Friday, August 17, 2018
The main town of the Svalbard archipelago is called Longyearbyen and that is where the airport is together with harbour, shops, hotels, museums etc.
Its a small but very pleasant place whether you're working locally (e.g. at the satellite ground station) or a visitor waiting for their boat. There's a path for pedestrian heading up the centre to avoid the roads, even though there isn't much traffic.
I don't know whether it is busier in winter or summer as a lot of the activities rely on dark skies (aurora watching) or snow (for the snow mobiles). In the summer the latter stand idly by, waiting for winter:
There are hotels and restaurants for all budgets, from hostels to 4* luxury, from simple bread and soup to 12 course Nordic tasting menus (we found 10 courses enough and all totally yummy plus instagram-friendly).
Svalbard has an unusual status in that it is part of Norway (i.e. there is Norwegian sovereignty)

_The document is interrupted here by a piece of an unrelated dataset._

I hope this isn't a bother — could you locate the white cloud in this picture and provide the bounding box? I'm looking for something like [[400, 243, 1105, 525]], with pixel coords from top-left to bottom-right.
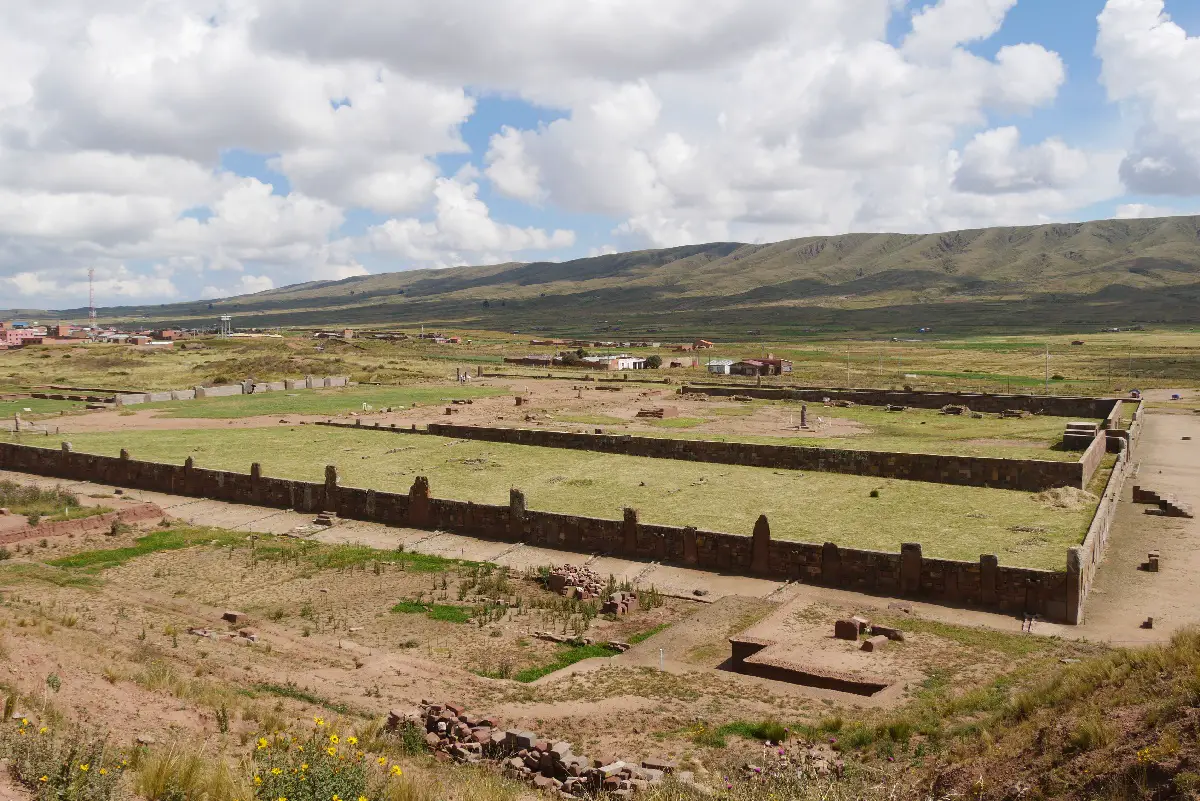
[[904, 0, 1016, 55], [486, 126, 546, 203], [1096, 0, 1200, 195], [954, 126, 1091, 194], [365, 169, 575, 266], [0, 0, 1176, 305]]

but it has a separate legal status under the Svalbard Treaty. This meant that we had to go through passport control to/from Svalbard and the shops are duty free.
The Svalbard Treaty allows signatories to engage in commercial activities there and in particular Russia has a mining town on Spitsbergen and many other countries research bases.
The harbour is very busy with boats coming and going. Chatting to my neighbours on the plane I found that they too were joining a boat (an icebreaker in their case) and that seemed to be common among visitors.
Some of the boats were dull tourist cruise ships but others had character:
Many were busy beavering away to fix repairs for the short time they were in port:
I went down to say hello to the crew of Valiente and got a friendly hello-see-you-tomorrow so left until then as they were clearly in turnaround mode.